In schema-less databases like Cloud Datastore, database structures are defined inside Python code models (using GAE's NDB library). As code bases grow, understanding relationships and attributes across entities becomes difficult. Creating visual UML class diagrams manually is error-prone. A robust solution uses static analysis tools that parse Python source files and generate Graphviz class diagrams automatically.
By writing Python tools that inspect NDB property objects, we can generate dynamic database schemas for documentation.
1. Programmatic Inspection of NDB Classes
We write a script that imports our database models, parses their property attributes, and outputs Graphviz DOT syntax:
# generate_schema_uml.py
from google.cloud import ndb
def export_ndb_to_dot(model_classes):
dot_lines = ["digraph NDB_Schema {", " node [shape=record, fontname=Helvetica];"]
for cls in model_classes:
name = cls.__name__
properties = []
# Loop through NDB properties
for prop_name, prop in cls._properties.items():
prop_type = type(prop).__name__
properties.append(f"{prop_name}: {prop_type}")

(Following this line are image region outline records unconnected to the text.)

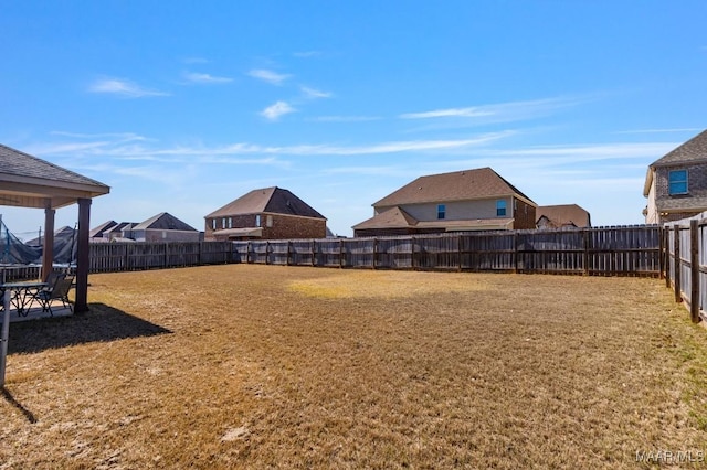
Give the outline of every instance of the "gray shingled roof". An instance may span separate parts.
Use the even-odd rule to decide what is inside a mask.
[[[402,209],[394,206],[371,218],[354,225],[354,229],[363,228],[405,228],[413,227],[418,224],[418,220],[408,214]]]
[[[420,177],[373,203],[374,207],[518,196],[535,202],[490,168]]]
[[[654,161],[651,167],[666,167],[705,160],[707,160],[707,130],[701,131],[687,142]]]
[[[544,215],[556,226],[574,224],[577,227],[591,226],[589,212],[577,204],[541,205],[535,211],[536,222]]]
[[[57,167],[45,160],[33,157],[29,153],[21,152],[8,146],[0,143],[0,173],[12,174],[17,177],[38,178],[50,181],[61,181],[73,184],[84,184],[89,186],[105,188],[106,193],[108,186],[91,178],[83,177],[73,171]]]
[[[207,217],[228,217],[264,212],[326,220],[324,215],[319,214],[292,192],[277,186],[253,190],[223,207],[218,209],[207,215]]]
[[[173,215],[162,212],[159,213],[145,222],[140,222],[135,225],[133,231],[145,231],[145,229],[159,229],[159,231],[183,231],[183,232],[199,232],[191,225],[180,221]]]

fields_str = "\n".join(properties)
dot_lines.append(f' {name} [label="{{{name}|{fields_str}}}"];')
dot_lines.append("}")
return "\n".join(dot_lines)
2. Executing Schema Compilation in CI/CD
The compiled DOT strings are written to text files and processed using Graphviz CLI commands (dot -Tpng schema.dot -o schema.png), keeping repository documentation updated with every schema commit.